Much of the debate has focused on the reasons stated in the Sketch post, on the perennials—trial periods/refunds, upgrade pricing, direct customer relationships, freedom from sandboxing, disintermediation of review, etc. All mechanisms and realities from a time before mobile shattered the expectations associated with traditional software businesses.

They’re easy to point to, and have nostalgia on their side, but it’s tough to say what if any substantive difference they’d make in the post-”pop app” world. It’s one of the many reasons why presenting perceived solutions to a problem is never as productive as stating problems and leaving them open to potentially novel solutions. It’s the “faster horses” trap.

I see this point made from time to time and couldn’t disagree more. I would love it if Apple were working on something better than a faster horse for the Mac App Store. But all the evidence points to Apple’s Model T being an actual car. There are not even rumors about improvements to the store. And, like the iPad filesystem, no one else seems to have a better idea, either. At this point, the problems have been common knowledge for years, countless Radars have been filed, yet people doubt that Apple even cares about them. The perceived solutions worked well for decades and continue to work outside of the Mac App Store. That doesn’t mean that they would solve all the problems. But it’s heartbreaking that, absent a better idea, Apple would let the market crash rather than try them.
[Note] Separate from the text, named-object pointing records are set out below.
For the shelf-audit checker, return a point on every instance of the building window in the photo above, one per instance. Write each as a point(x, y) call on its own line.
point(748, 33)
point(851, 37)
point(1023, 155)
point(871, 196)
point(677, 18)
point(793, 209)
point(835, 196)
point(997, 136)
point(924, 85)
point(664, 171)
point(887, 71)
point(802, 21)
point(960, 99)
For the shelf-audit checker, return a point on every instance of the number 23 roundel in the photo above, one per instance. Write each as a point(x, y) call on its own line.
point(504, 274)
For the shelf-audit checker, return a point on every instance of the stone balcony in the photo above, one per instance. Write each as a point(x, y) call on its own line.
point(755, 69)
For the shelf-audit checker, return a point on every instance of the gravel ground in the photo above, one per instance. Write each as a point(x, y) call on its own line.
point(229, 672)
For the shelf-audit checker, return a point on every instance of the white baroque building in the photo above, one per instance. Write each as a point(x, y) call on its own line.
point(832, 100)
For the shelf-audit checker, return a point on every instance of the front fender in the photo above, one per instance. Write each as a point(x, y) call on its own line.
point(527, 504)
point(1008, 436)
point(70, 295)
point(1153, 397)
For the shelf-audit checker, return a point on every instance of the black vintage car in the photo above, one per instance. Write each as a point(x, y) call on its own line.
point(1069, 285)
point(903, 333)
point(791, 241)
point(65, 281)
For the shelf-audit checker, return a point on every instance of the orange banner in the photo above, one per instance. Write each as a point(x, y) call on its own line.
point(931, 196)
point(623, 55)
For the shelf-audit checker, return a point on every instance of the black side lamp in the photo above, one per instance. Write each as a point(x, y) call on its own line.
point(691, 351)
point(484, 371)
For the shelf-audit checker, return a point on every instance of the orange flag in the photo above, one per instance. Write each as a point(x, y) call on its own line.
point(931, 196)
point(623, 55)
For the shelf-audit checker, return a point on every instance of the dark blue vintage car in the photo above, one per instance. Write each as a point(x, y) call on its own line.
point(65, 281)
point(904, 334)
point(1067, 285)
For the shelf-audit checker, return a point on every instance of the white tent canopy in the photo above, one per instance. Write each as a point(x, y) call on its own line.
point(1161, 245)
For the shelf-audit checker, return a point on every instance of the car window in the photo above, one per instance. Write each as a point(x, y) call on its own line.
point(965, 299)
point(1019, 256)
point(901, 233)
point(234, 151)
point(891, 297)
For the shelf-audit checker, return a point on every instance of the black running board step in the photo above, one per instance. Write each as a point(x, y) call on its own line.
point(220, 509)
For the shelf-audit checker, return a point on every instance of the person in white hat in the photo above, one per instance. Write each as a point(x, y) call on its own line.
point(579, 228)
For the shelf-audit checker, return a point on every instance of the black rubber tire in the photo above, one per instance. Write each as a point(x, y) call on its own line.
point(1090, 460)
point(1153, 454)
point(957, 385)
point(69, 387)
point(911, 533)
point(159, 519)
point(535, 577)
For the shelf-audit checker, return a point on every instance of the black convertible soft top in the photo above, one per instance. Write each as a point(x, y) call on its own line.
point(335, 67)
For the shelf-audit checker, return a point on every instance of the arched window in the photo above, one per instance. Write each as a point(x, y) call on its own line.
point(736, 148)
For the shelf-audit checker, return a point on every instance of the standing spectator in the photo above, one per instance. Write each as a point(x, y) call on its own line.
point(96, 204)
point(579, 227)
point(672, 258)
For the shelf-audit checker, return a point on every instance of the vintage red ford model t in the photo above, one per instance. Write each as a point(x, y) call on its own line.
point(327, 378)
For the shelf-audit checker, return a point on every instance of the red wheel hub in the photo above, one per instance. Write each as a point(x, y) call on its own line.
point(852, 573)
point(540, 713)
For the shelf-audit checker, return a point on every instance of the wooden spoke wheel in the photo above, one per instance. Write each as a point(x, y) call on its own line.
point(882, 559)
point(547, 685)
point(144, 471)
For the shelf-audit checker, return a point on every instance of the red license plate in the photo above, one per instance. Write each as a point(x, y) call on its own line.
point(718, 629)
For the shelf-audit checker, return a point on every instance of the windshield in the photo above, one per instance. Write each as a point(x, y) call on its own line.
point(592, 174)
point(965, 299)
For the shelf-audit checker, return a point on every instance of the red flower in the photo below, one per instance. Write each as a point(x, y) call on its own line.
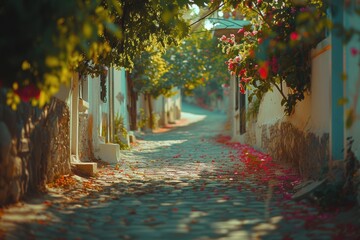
point(354, 51)
point(223, 38)
point(242, 89)
point(274, 65)
point(241, 30)
point(264, 70)
point(242, 72)
point(294, 36)
point(28, 92)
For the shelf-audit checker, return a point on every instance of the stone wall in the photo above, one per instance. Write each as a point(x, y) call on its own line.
point(305, 151)
point(34, 148)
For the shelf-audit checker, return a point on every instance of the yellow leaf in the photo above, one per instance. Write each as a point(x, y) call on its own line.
point(25, 65)
point(51, 61)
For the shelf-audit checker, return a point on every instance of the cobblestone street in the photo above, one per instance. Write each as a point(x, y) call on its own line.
point(179, 184)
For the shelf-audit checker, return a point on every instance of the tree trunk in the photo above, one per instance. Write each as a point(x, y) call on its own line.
point(151, 120)
point(132, 99)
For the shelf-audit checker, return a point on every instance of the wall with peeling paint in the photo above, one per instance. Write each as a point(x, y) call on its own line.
point(34, 147)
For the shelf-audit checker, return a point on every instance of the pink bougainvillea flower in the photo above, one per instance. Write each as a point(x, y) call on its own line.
point(242, 89)
point(246, 80)
point(229, 40)
point(294, 36)
point(241, 30)
point(353, 51)
point(223, 38)
point(242, 72)
point(264, 70)
point(274, 65)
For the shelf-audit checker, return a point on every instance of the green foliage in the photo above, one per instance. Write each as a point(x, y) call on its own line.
point(197, 65)
point(273, 52)
point(44, 42)
point(120, 132)
point(148, 74)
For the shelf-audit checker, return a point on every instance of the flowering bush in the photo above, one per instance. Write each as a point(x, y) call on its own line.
point(273, 51)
See also: the prescience of Wolf Rentzsch and Rich Siegel.

Craig Hockenberry:

Worse, I don’t think Apple really understands the problems developers are facing just to stay in business.

The effects on the ecosystem are long-term: the fallout from an unhealthy indie scene won’t be felt until it’s too late.

Manton Reece:

All this time, Apple could have been iterating on the Mac App Store, improving sandboxing entitlements, improving review times, customer interaction, and more. Yet they have not.
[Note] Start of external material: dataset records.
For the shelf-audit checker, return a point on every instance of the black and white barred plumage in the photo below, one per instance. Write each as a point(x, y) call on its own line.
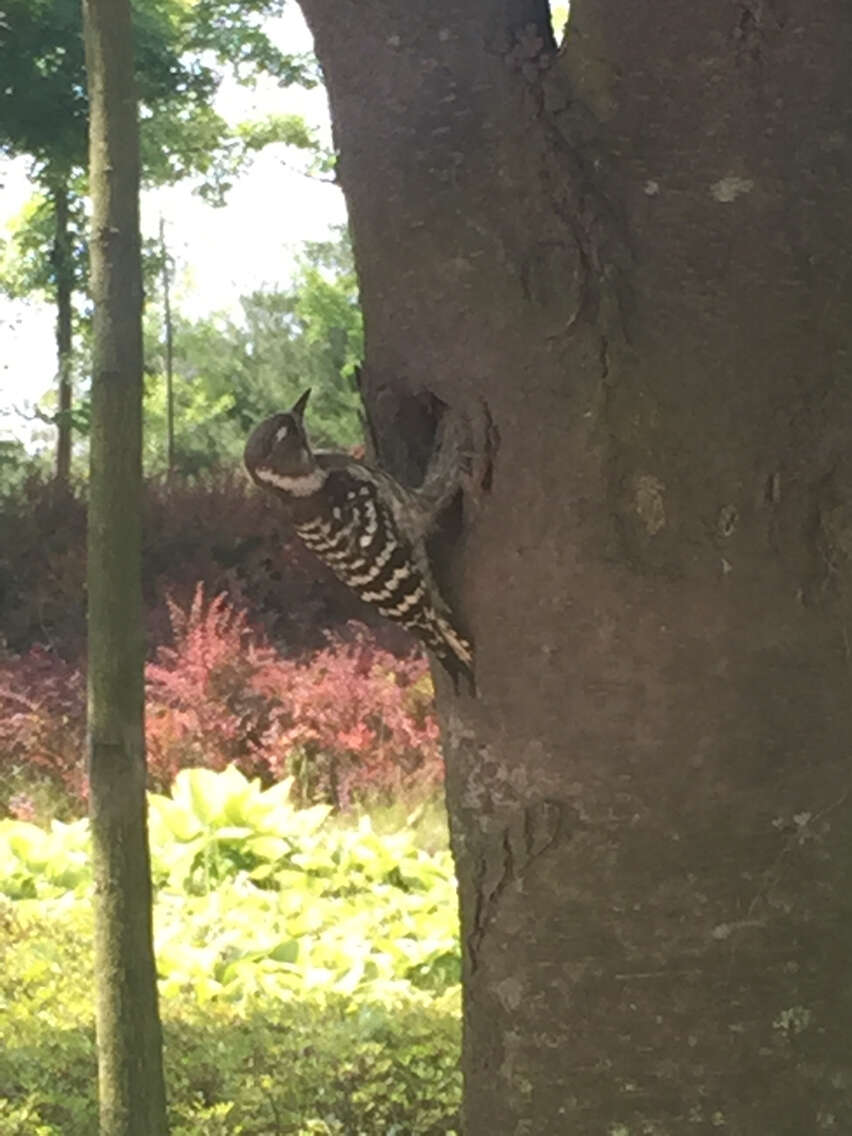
point(364, 525)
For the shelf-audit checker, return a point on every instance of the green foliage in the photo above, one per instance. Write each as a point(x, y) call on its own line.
point(231, 373)
point(180, 51)
point(308, 971)
point(24, 267)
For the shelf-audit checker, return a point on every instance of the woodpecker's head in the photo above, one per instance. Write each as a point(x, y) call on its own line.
point(278, 454)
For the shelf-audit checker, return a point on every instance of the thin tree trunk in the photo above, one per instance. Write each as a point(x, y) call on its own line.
point(169, 353)
point(132, 1093)
point(635, 250)
point(64, 272)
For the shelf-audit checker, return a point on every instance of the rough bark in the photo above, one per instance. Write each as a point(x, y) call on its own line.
point(635, 251)
point(169, 352)
point(132, 1094)
point(64, 276)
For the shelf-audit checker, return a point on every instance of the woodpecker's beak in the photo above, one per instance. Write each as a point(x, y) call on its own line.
point(298, 410)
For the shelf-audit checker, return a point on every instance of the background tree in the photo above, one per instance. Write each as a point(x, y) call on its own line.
point(130, 1059)
point(230, 372)
point(43, 108)
point(634, 250)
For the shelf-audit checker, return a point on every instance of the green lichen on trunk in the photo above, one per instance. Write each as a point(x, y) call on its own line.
point(131, 1083)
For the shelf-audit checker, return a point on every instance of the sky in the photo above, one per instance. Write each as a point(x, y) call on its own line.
point(220, 253)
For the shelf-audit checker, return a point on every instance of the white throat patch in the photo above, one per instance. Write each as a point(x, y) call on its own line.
point(297, 486)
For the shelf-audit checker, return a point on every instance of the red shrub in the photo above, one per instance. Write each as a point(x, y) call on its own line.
point(351, 721)
point(201, 704)
point(42, 721)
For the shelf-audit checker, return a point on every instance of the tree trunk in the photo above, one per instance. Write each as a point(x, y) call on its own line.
point(132, 1094)
point(634, 250)
point(64, 274)
point(169, 353)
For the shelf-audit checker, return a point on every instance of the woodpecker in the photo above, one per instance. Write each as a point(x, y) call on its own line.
point(365, 526)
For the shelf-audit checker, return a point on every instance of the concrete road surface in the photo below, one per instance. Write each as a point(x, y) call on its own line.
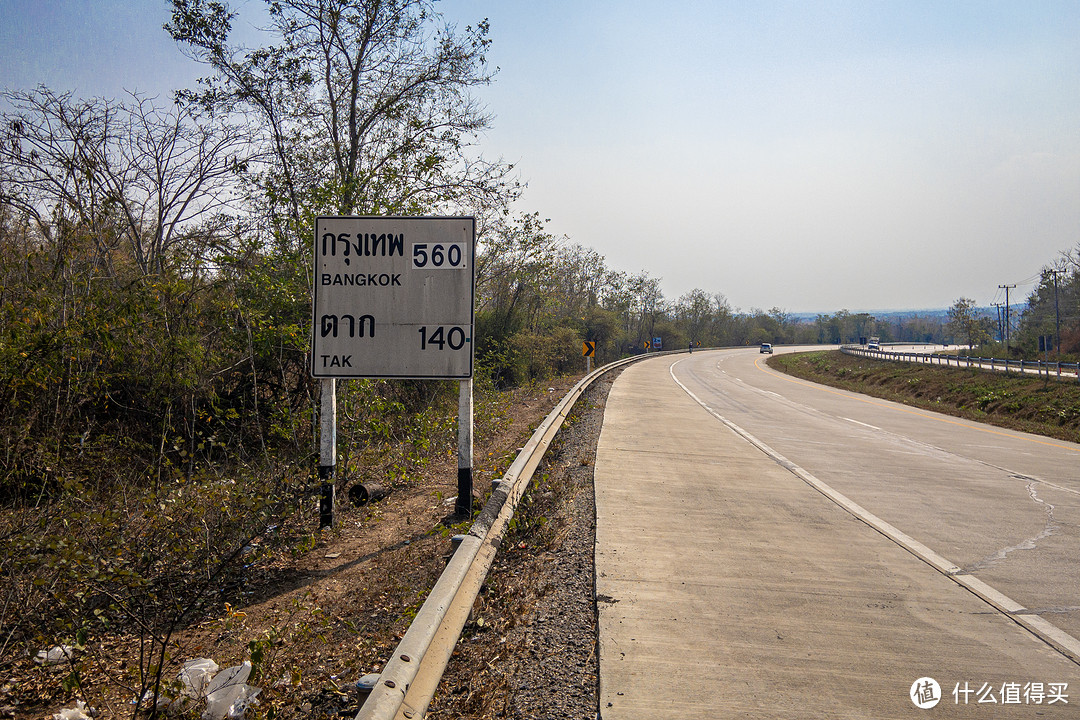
point(731, 586)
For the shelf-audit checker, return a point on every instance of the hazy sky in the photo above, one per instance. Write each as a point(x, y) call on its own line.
point(808, 155)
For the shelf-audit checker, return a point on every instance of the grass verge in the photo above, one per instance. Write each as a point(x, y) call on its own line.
point(1029, 404)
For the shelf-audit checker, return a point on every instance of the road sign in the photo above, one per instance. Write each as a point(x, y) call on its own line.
point(393, 297)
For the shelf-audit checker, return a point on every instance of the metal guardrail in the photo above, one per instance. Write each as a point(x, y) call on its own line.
point(1057, 370)
point(412, 675)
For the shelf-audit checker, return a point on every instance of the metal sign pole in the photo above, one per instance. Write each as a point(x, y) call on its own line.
point(327, 450)
point(464, 448)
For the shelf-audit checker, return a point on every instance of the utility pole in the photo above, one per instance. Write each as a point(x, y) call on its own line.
point(1001, 327)
point(1006, 288)
point(1057, 313)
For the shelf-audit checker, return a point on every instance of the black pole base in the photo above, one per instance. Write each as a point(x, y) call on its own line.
point(326, 497)
point(463, 506)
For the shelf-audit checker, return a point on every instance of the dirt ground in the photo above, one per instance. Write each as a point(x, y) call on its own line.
point(318, 617)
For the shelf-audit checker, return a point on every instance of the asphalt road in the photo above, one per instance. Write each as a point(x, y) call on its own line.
point(769, 547)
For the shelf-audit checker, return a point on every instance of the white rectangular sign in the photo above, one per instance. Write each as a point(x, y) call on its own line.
point(393, 297)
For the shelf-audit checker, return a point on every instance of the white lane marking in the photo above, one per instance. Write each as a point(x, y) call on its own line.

Update (2015-12-08): Jason Snell:

The continued rotting of the Mac App Store seems to be the most likely scenario here.

See also: Release Notes.

Update (2015-12-14): Rory Prior:

I was initially very enthusiastic about the Mac App Store (MAS), but as the years have ticked by with literally no improvements, that enthusiasm has waned to be replaced firstly by concern and now increasingly by anger and frustration.


In some cases like with Microsoft and Adobe or Barebones and Panic, they have enough clout to survive outside the MAS. But for smaller developers, including ThinkMac, the MAS has sucked so much oxygen out of the rest of the world, that it would be suicide to pull out. So we stick around, accruing cuts and counting down the days until we finally succumb to them.